S’étirer avant de pratiquer un sport affecte également de façon négative les performances. Un muscle venant d’être étiré ne peut plus générer 100 % de sa force habituelle en raison de la fatigue suscitée, mais plutôt de 90 % à 98 % de celle-ci, selon le spécialiste, ce qui diminue les performances du sportif.


PRIORISER L’ÉCHAUFFEMENT

Alexandre Delafontaine, membre du Conseil chiropratique des sciences et des sports du Québec, affirme même qu’il existe un « consensus » pour proscrire la pratique des étirements avant le sport.


« Toutes les études démontrent actuellement que les étirements passifs effectués avant l’exercice n’ont pas d’effet ou un effet négatif sur les performances et augmentent le risque de blessure. Et ce, autant pour les sports de puissance, de vitesse, d’agilité que pour les sports d’endurance. »

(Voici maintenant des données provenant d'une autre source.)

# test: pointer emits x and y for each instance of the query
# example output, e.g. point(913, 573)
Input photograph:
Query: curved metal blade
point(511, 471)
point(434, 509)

— Alexandre Delafontaine, chiropraticien


Selon ce dernier, les gens doivent prioriser un échauffement « dynamique » à des étirements passifs. Cette façon de faire permet de préparer le système cardiovasculaire et les muscles à l’effort. « Ce qu’on veut, avec un échauffement dynamique, c’est préparer le corps et augmenter sa température. Mais il faut faire cela sans entrer dans une zone de fatigue », précise le Dr Delafontaine.


Un bon échauffement consiste à faire le même exercice que l’on s’apprête à faire, mais de façon plus lente et à un rythme plus modéré. Pour un coureur se préparant à une course, un petit jogging est ainsi tout désigné.

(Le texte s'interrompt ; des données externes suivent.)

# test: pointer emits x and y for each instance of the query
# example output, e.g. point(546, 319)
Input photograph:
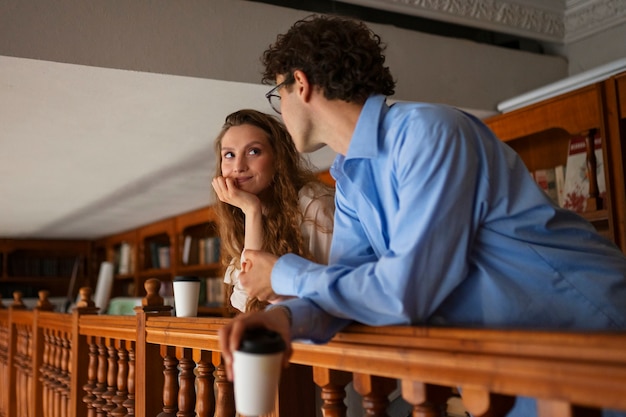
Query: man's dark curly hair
point(340, 55)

Qu’en est-il des sports qui demandent une grande flexibilité comme la gymnastique, la danse et le patinage artistique ? Selon Alexandre Delafontaine, les adeptes de ces sports peuvent inclure dans leur routine une séance d’étirements statiques de 5 min par groupe musculaire (3 x 90 s), à condition qu’ils soient faits après une période d’échauffement dynamique.


S’ÉTIRER APRÈS L’EXERCICE ?

Selon le Dr Delafontaine, les étirements après l’exercice permettent d’éviter ou de réduire les raideurs qui surviennent après la pratique de l’activité physique.


Pas question toutefois de s’étirer à la va-vite. Il faut procéder à quatre étirements de 90 secondes d’un muscle pour en tirer des bénéfices, explique le chiropraticien. « Avant, on pensait que 60 secondes étaient suffisantes, mais on réalise aujourd’hui que 90 secondes sont nécessaires pour profiter de l’effet viscoélastique. »


Selon le Dr Shrier, la durée idéale d’un étirement demeure sujette à débat. « Certains chercheurs croient que le fait d’étirer un muscle trop longtemps peut amener de moins bons résultats. Il semble également que la durée optimale d’un étirement dépende beaucoup du muscle qui est visé. »


PAYANTE RÉGULARITÉ

Par ailleurs, le fait de s’étirer de façon régulière, à d’autres moments qu’avant ou après le sport, peut être bénéfique, selon le Dr Shrier. « Il n’y a que trois études qui ont été réalisées sur le sujet, mais elles démontrent toutes que les étirements réguliers sont bénéfiques. Il y a une réduction du risque de blessure de 27 % dans celles-ci », souligne-t-il, dans le cours en ligne The Body Matters, donné en collaboration avec l’Université McGill. Selon l’expert en médecine sportive, le fait de s’étirer régulièrement sur une longue période de temps produit de l’hypertrophie, à la manière d’un haltérophile qui, à mesure qu’il soulève des poids, voit sa force augmenter.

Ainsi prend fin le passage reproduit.